I was using the [:punct:]
regular expression character class, and it seems to me that the stringr
package does not define [:punct:]
the same way that the base grep
does.
> grepl('[[:punct:]]', '^HELLO')
[1] TRUE
> str_detect('^HELLO', '[[:punct:]]')
[1] FALSE
stringr
and grep
generally agree on some of the basic punctuations (including ,
and .
):
> grepl('[[:punct:]]', '?HELLO')
[1] TRUE
> str_detect('?HELLO', '[[:punct:]]')
[1] TRUE
But not on others such as `
, ~
and |
and possibly others. Here is a fuller test of [:punct:]

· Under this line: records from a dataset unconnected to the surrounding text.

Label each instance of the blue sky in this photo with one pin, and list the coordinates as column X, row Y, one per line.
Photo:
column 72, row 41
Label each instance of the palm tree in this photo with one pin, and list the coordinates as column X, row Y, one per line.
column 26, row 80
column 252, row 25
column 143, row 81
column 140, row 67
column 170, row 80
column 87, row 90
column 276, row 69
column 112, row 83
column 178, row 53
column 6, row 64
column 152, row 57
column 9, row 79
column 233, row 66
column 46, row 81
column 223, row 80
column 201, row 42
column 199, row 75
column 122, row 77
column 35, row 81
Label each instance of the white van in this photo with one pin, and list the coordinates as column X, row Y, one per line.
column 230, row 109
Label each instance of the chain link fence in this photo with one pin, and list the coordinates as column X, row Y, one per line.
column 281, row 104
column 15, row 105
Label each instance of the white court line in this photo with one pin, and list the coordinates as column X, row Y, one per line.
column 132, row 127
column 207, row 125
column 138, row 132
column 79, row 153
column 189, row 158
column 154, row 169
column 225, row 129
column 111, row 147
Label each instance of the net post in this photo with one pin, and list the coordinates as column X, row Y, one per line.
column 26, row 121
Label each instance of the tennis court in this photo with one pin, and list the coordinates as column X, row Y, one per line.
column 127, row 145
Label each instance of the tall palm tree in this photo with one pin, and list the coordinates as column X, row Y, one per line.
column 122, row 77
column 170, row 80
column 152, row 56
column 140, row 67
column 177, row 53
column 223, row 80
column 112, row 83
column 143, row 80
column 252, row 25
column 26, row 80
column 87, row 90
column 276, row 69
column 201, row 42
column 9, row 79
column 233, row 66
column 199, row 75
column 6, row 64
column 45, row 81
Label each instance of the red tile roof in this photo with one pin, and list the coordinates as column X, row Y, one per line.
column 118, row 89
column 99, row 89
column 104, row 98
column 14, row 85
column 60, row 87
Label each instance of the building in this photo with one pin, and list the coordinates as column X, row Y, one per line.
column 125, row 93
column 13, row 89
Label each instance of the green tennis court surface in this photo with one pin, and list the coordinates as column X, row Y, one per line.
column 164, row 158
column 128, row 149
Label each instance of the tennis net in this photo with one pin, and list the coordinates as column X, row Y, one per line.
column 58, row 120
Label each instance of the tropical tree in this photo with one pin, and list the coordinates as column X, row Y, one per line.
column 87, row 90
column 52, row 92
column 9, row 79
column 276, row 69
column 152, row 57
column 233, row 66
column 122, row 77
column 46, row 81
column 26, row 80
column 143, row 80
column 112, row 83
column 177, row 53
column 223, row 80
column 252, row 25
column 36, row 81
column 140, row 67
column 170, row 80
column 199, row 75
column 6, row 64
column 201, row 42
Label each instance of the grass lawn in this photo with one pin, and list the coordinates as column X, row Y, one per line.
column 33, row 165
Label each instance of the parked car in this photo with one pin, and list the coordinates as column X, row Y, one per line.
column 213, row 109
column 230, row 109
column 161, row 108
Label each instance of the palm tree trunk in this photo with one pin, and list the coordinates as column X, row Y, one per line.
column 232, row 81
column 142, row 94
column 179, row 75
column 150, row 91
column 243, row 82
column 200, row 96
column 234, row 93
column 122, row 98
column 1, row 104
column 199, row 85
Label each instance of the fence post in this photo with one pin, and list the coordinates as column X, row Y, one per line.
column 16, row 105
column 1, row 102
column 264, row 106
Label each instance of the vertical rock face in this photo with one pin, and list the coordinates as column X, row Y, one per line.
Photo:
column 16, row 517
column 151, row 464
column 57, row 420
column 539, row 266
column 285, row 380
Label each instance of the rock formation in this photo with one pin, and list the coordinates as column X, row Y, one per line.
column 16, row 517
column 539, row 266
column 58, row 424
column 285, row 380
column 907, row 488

below, though I also have not tested other character classes. Unsure whether this is limited to just [:punct:]
.
library(stringr)
punct <- c(
".", ",", ":", ";", "?", "!", "\\", "|", "/", "`", "=","*", "+", "-", "^",
"_", "~", "\"", "'", "[", "]", "{", "}", "(", ")", "<", ">", "@", "#", "$"
)
grepl("[[:punct:]]", punct)
#> [1] TRUE TRUE TRUE TRUE TRUE TRUE TRUE TRUE TRUE TRUE TRUE TRUE TRUE TRUE
#> [15] TRUE TRUE TRUE TRUE TRUE TRUE TRUE TRUE TRUE TRUE TRUE TRUE TRUE TRUE
#> [29] TRUE TRUE
str_detect(punct, "[:punct:]")
#> [1] TRUE TRUE TRUE TRUE TRUE TRUE TRUE FALSE TRUE FALSE FALSE
#> [12] TRUE FALSE TRUE FALSE TRUE FALSE TRUE TRUE TRUE TRUE TRUE
#> [23] TRUE TRUE TRUE FALSE FALSE TRUE TRUE FALSE
punct[which(!str_detect(punct, "[:punct:]"))]
#> [1] "|" "`" "=" "+" "^" "~" "<" ">" "$"
Created on 2018-05-03 by the reprex package (v0.2.0).